Primer sequences were as follows: Tbp F-actcctgccacaccagcttctga, R- tgactgcagcaaatcgcttggga, 60°C,154bp; UCP-1 F-acctgcctctctcggaaacaag, R- ttctgaccttcacgacctctgtag, 60°C, 95 bp; PGC-1 F-tctgggtggattgaatggtgtag, R- gtgtctctgtgaggaccgctag, 60°C, 156bp.
Immunoblotting
Approximately 50 mg of a given tissue sample were homogenized in T-PER Tissue Protein Extraction (Pierce), to which 1x protease and phosphatase inhibitors (Roche), 1mMNaVO4 and 1mMNaF were added. Tissue lysates were then centrifuged at 15,000 xg for 15 min to remove lipids and insoluble debris. Protein concentrations were analyzed using the BCA
reagent (Pierce), and the volume required for 50 µg of protein was determined. Samples were then separated by SDS-PAGE under reducing conditions and transferred to PVDF membrane (Millipore). The PVDF membranes were stained with Ponceau S (to visualize protein bands), followed by immunoblot analysis. Horseradish peroxidase-conjugated rabbit or mouse secondary antibody was used to visualize primary antibodies with the SuperSignal substrate (Pierce). Blot images were obtained using Molecular Imager ChemiDoc XRS+ (Biorad) and signals were quantified using Image Lab version 3.0.1 software.
Histological and Immunohistochemical analysis
Tissue specimens were fixed in 10% phosphate buffered formalin for histological and immunohistochemical analysis. Either BAT or WAT underwent standard hematoxylin-eosin staining for morphological analysis. Formalin fixed, paraffin embedded fat tissue samples were cut into 5µm sections. After deparaffinization and inhibition of endogenous peroxidase activity, slides were subjected to antigen retrieval in citrate buffer (pH 6) and then incubated with 10% of normal goat serum for 45 min. Sections were stained o.n. at 4°C with rabbit polyclonal anti-TH antibody (1:400; Millipore), primary antibodies were revealed using a commercially available avidin-biotin-immunoperoxidase staining system (Vectastain Elite ABC Kit, Vector Laboratories, USA). In the negative controls, the immunostaining was performed without the primary antibody.
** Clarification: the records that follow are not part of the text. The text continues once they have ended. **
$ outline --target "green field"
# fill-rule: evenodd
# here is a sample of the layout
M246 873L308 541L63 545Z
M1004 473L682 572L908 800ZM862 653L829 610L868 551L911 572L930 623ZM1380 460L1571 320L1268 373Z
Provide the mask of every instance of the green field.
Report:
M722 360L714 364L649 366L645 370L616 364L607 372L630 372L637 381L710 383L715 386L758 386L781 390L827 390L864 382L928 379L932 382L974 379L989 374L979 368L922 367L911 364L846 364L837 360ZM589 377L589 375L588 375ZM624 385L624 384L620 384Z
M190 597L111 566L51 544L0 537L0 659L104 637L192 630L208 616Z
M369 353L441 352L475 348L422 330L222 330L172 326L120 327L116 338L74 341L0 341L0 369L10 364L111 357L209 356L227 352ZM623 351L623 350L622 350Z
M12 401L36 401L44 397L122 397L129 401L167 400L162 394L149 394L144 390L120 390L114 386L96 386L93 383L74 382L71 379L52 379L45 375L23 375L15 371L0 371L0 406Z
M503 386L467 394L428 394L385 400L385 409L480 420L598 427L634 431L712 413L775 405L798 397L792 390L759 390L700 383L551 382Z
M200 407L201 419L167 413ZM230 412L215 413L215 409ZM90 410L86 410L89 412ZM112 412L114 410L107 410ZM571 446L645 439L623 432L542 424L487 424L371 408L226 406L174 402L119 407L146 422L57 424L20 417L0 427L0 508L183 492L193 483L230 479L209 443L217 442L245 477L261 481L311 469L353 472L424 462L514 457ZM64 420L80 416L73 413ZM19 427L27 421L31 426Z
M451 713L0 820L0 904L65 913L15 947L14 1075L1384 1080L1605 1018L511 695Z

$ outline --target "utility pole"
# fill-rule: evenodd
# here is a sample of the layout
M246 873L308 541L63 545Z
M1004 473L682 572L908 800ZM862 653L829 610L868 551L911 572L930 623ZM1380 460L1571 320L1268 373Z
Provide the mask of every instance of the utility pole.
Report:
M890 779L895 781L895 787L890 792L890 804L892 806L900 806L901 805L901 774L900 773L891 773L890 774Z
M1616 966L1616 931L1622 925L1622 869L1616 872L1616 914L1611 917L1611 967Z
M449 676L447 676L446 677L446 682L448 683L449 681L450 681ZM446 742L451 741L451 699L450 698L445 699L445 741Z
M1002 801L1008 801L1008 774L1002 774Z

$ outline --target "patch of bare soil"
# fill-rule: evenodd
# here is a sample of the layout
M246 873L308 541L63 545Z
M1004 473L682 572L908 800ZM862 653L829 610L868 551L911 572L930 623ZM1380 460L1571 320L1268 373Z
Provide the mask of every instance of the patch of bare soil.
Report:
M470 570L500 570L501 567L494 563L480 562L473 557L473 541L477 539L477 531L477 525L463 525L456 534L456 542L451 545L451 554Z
Sections evaluations were performed at magnifications of 10x , 20x and 40x using an image cytometer consisting of a single 2/3” CCD colour camera (JVC Professional Europe, UK) mounted on a microscope (DMLB microscope, Leica Microsystems, Germany) equipped with a motorized scanning table (Märzhäuser, Germany) controlled by Cytometrica software (C&V, Italy).